Here is a step-by-step breakdown of the math behind it.

1. The Setup and Notation

To understand backpropagation, we first need to define the forward pass of a standard multi-layer perceptron (MLP). Let our network have \(L\) layers. For any given layer \(l\):

  • \(a^{[l-1]}\): The activation output from the previous layer (where \(a^{[0]}\) is our input data, \(x\)).
  • \(W^{[l]}\): The weight matrix for layer \(l\).
  • \(b^{[l]}\): The bias vector for layer \(l\).
  • \(z^{[l]}\): The pre-activation linear combination.

\[z^{[l]} = W^{[l]} a^{[l-1]} + b^{[l]}\]

  • \(a^{[l]}\): The post-activation output, obtained by passing \(z^{[l]}\) through a non-linear activation function \(\sigma\) (like ReLU or Sigmoid).

\[a^{[l]} = \sigma(z^{[l]})\]

  • \(\mathcal{L}(\hat{y}, y)\): The scalar loss function (e.g., Mean Squared Error or Cross-Entropy) that compares the network's final output \(\hat{y} = a^{[L]}\) to the true target \(y\).

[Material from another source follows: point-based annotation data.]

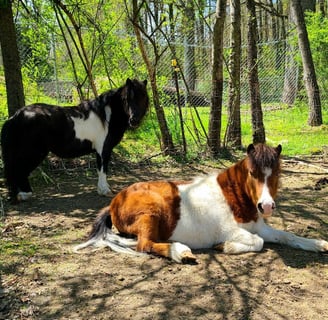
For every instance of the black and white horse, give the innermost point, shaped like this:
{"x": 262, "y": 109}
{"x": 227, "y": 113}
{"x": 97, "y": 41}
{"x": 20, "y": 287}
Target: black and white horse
{"x": 93, "y": 126}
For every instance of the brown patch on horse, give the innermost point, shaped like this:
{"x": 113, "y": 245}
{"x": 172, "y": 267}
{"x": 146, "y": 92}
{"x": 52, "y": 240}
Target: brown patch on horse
{"x": 150, "y": 211}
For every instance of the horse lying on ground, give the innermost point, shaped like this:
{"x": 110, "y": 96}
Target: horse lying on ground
{"x": 224, "y": 211}
{"x": 93, "y": 126}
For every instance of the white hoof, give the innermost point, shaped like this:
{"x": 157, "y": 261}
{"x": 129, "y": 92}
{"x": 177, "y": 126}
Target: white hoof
{"x": 181, "y": 253}
{"x": 104, "y": 191}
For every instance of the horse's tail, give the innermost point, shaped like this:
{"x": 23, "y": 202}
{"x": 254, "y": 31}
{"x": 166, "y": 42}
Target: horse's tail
{"x": 101, "y": 236}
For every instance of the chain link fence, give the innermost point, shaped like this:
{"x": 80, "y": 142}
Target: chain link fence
{"x": 47, "y": 79}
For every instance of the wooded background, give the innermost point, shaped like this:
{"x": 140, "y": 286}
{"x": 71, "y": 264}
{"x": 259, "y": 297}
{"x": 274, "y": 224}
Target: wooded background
{"x": 230, "y": 56}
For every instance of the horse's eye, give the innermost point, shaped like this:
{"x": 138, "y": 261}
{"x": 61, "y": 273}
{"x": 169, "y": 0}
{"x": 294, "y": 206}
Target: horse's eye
{"x": 253, "y": 173}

The Goal: We want to find how much a tiny change in a specific weight or bias affects the total loss. Mathematically, we need to compute \(\frac{\partial \mathcal{L}}{\partial W^{[l]}}\) and \(\frac{\partial \mathcal{L}}{\partial b^{[l]}}\).

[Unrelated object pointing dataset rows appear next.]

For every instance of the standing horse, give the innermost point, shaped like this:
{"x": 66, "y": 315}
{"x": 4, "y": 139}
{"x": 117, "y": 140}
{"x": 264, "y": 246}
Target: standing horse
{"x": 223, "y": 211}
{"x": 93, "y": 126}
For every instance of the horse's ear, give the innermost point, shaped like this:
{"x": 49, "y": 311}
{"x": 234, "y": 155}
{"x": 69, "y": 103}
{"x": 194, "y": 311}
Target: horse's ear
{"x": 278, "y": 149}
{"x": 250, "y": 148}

2. The Core Concept: The Error Term (\(\delta\))

Instead of calculating the gradients for the weights directly all at once, backpropagation introduces an intermediate variable called the "error term," denoted as \(\delta^{[l]}\).

This term represents the gradient of the loss with respect to the *pre-activation* value \(z^{[l]}\):

\[\delta^{[l]} = \frac{\partial \mathcal{L}}{\partial z^{[l]}}\]

If we can find this error term \(\delta^{[l]}\) for every layer, calculating the final gradients for the weights and biases becomes very straightforward. Backpropagation calculates these error terms by starting at the final layer and working backward.


3. The Four Fundamental Equations of Backpropagation

Backpropagation boils down to four main equations evaluated in sequence.

Equation 1: Error at the Output Layer (\(\delta^{[L]}\))

We start by calculating the error at the very end of the network. Using the chain rule, the derivative of the loss with respect to \(z^{[L]}\) is the derivative of the loss with respect to the final activation \(a^{[L]}\), multiplied by the derivative of the activation function itself.

\[\delta^{[L]} = \frac{\partial \mathcal{L}}{\partial a^{[L]}} \odot \sigma'(z^{[L]})\]

*(Note: The *\(\odot\)* symbol represents the Hadamard product, which is element-wise multiplication.)*

Equation 2: Propagating the Error Backward (\(\delta^{[l]}\))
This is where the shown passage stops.